Check to see if you have swelling (especially if this occurs rapidly within a few hours), the knee does not seem to be sitting in its normal position, you hear a ‘popping’ sound or similar during your fall and when you try to weight bear after, you are unable to take at least a moderate amount of weight through your knee due to pain and/or instability (the feeling your knee will give way), you aren’t able to fully straighten your knee or there is sharp localised tenderness over one or two areas of your knee.
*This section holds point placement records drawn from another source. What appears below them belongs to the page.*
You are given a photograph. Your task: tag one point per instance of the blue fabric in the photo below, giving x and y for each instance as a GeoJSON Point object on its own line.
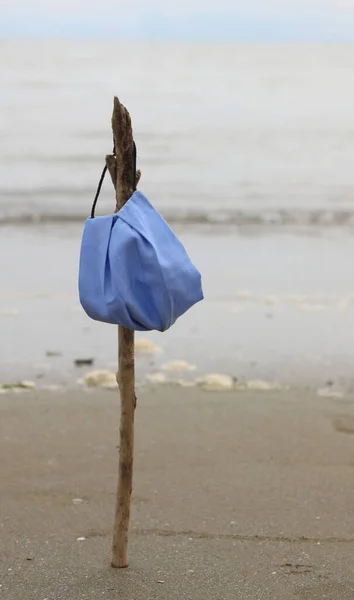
{"type": "Point", "coordinates": [134, 271]}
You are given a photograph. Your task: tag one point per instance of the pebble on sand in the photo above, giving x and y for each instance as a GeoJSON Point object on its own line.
{"type": "Point", "coordinates": [102, 379]}
{"type": "Point", "coordinates": [18, 385]}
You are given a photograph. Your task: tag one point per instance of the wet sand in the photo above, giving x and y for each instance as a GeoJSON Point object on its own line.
{"type": "Point", "coordinates": [279, 306]}
{"type": "Point", "coordinates": [236, 495]}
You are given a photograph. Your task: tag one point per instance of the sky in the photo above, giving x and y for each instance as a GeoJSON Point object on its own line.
{"type": "Point", "coordinates": [302, 20]}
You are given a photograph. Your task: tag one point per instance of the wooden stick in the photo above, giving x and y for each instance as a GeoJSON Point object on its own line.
{"type": "Point", "coordinates": [120, 168]}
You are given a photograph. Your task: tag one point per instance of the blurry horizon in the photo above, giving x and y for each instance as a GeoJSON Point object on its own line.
{"type": "Point", "coordinates": [223, 20]}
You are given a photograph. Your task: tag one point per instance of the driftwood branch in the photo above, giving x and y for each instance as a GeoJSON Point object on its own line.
{"type": "Point", "coordinates": [120, 167]}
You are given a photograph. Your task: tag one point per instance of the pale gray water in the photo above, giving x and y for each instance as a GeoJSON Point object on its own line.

If you have any of these signs then you should apply the P.O.L.I.C.E principal immediately. P.O.L.I.C.E is an acronym for Protection, Optimal Loading, Ice, and Compression & Elevation. The Protection and Optimal Loading component is obtained via medical opinion on how to best manage your knee so it’s best to see a medical specialist.
Remember to seek appropriate care as soon as you have any of the signs or symptoms we have discussed and enjoy your time on the slopes.
Kate you’re a legend! You’re the one that attended to me at your clinic after I did my ACL in Furano. You helped talk with my travel insurance and helped get me a home! I don’t think I ever got to say a final thanks, but it saved me a lot of strife!
I’ve since had surgery and was back on skis last year, just over a year after surgery!